The Hardings, from the inner west Brisbane locality of Rainworth, have adopted four of their seven children from overseas.
"We realised as we were raising the children how important it was for them to know about their birth culture and their birth family, as well as their Australian culture," Mrs Harding said.
But Ethiopian-born Zewditu, now 14, was adopted when she was five after both her birth parents had died, and there was no extended family.
Ben, now 20, went from an Ethiopian hospital into foster care, before being adopted by the Hardings when he was 22 months old.
"We felt the need to make a connection with the country," Mrs Harding said.
"It was important for them to have Ethiopian friends – in Ethiopia as well as here."
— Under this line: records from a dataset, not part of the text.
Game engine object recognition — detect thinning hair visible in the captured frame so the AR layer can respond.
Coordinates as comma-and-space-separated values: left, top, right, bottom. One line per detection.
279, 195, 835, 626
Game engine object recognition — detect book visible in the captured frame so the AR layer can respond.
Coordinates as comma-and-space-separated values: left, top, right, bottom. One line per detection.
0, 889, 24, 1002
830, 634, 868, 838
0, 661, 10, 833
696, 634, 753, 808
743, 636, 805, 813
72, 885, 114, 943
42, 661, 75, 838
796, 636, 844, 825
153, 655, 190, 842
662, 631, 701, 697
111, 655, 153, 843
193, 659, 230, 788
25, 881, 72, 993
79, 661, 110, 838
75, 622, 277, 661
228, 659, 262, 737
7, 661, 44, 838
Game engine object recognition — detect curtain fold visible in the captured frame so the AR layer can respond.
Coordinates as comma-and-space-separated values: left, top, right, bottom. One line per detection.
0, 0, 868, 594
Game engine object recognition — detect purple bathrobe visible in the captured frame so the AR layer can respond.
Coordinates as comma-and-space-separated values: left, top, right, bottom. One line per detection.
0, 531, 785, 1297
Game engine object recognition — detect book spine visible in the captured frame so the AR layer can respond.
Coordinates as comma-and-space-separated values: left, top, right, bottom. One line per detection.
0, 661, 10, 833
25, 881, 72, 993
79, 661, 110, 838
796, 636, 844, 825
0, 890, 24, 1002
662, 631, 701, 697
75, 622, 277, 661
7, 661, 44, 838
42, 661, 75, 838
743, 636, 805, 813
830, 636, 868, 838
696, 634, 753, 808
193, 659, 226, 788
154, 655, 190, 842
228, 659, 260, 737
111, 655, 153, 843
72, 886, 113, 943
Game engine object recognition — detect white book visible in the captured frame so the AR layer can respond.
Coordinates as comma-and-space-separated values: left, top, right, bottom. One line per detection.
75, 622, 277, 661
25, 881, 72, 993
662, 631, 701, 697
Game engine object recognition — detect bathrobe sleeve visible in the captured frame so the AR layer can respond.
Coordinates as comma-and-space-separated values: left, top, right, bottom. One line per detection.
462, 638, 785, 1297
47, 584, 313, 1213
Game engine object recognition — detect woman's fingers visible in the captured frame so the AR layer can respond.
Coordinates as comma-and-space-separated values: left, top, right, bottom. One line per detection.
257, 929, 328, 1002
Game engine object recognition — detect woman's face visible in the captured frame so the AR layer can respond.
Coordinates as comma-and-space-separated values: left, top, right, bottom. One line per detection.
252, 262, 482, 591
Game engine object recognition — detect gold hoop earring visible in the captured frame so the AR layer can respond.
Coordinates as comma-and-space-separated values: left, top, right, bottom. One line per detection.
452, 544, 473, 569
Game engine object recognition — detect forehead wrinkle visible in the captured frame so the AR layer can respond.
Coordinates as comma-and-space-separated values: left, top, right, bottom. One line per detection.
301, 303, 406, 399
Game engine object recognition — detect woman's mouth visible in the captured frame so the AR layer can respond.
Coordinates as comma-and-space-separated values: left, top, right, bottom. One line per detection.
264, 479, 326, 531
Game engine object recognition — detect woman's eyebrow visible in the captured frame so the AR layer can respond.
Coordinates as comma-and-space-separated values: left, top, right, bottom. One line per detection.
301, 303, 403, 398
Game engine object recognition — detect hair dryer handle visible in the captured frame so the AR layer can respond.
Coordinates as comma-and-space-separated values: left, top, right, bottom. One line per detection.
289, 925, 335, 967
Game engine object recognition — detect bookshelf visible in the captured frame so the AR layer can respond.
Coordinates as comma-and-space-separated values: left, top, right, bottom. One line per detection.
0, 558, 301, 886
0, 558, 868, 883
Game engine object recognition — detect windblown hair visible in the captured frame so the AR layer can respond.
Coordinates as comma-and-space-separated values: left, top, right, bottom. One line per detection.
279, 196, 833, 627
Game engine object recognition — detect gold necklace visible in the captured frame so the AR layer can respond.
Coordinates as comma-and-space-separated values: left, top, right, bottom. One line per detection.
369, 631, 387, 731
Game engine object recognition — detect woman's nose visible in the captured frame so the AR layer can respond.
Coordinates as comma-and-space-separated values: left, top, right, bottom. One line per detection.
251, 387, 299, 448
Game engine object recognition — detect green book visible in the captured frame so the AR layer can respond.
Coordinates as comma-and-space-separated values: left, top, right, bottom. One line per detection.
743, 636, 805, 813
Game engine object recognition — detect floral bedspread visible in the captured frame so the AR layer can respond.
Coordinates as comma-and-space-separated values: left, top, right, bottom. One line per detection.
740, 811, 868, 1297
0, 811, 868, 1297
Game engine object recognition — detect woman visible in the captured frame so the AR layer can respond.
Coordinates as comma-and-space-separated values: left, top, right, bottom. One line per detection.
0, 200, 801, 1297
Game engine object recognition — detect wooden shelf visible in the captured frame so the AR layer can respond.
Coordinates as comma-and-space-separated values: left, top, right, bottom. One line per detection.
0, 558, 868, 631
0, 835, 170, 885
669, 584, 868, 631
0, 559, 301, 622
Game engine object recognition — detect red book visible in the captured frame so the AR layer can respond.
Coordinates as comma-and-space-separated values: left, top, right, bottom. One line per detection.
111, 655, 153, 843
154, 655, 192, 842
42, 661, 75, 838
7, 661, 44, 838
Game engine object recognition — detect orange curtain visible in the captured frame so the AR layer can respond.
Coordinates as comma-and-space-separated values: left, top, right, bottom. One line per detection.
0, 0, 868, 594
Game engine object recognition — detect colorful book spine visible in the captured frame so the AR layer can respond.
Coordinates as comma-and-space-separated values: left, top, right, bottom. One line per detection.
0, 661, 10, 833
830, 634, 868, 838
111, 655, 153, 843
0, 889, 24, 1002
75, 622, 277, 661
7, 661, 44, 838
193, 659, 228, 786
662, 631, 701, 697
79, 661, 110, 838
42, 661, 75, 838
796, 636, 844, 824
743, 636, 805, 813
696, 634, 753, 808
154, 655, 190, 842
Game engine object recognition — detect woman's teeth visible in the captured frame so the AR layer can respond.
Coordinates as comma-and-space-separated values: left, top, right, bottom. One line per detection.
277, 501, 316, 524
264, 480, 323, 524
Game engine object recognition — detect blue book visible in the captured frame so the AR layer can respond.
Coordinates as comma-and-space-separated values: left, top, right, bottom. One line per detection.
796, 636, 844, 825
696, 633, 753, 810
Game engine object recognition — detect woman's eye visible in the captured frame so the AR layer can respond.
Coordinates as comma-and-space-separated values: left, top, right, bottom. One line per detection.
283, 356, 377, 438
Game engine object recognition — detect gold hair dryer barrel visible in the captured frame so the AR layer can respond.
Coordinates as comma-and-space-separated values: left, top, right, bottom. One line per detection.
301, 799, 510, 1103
Over the years the Hardings, now in their early 50s, have made almost annual trips to the African country, with Leith also taking Queensland high school groups there to visit aid projects.
In a country ravaged by civil war, famine, drought and HIV, many families have lost their wage-earners.
Infant mortality is high, literacy levels are low and women do 80 per cent of the manual work.
The Hardings would see young mothers cutting rocks and carting cement – often with babies strapped to their backs.
Some young mothers, out of desperation, would reach the point where they had to leave their children in orphanages just so they could keep working to survive.
Mrs Harding wanted to do something to help these mothers, many of whom had been victims of rape or seduced by men who later abandoned them and their babies.
The Hardings had met Gold Coast Christian couple Deanne and Andrew Knife, who have been living in Ethiopia with their two young children for just over two years.
The Knifes, who were teaching and running a guesthouse in Addis Ababa, also felt there must be another purpose for them in Ethiopia.
Eighteen months ago the two Queensland couples and a young American woman, Marcie Erickson, came up with a "vision" to establish a centre to help young Ethiopian mothers and babies.
"Marcie was living and working in Bahir Dar, seeing mothers living on the streets and in bus shelters with their babies," Mrs Harding said.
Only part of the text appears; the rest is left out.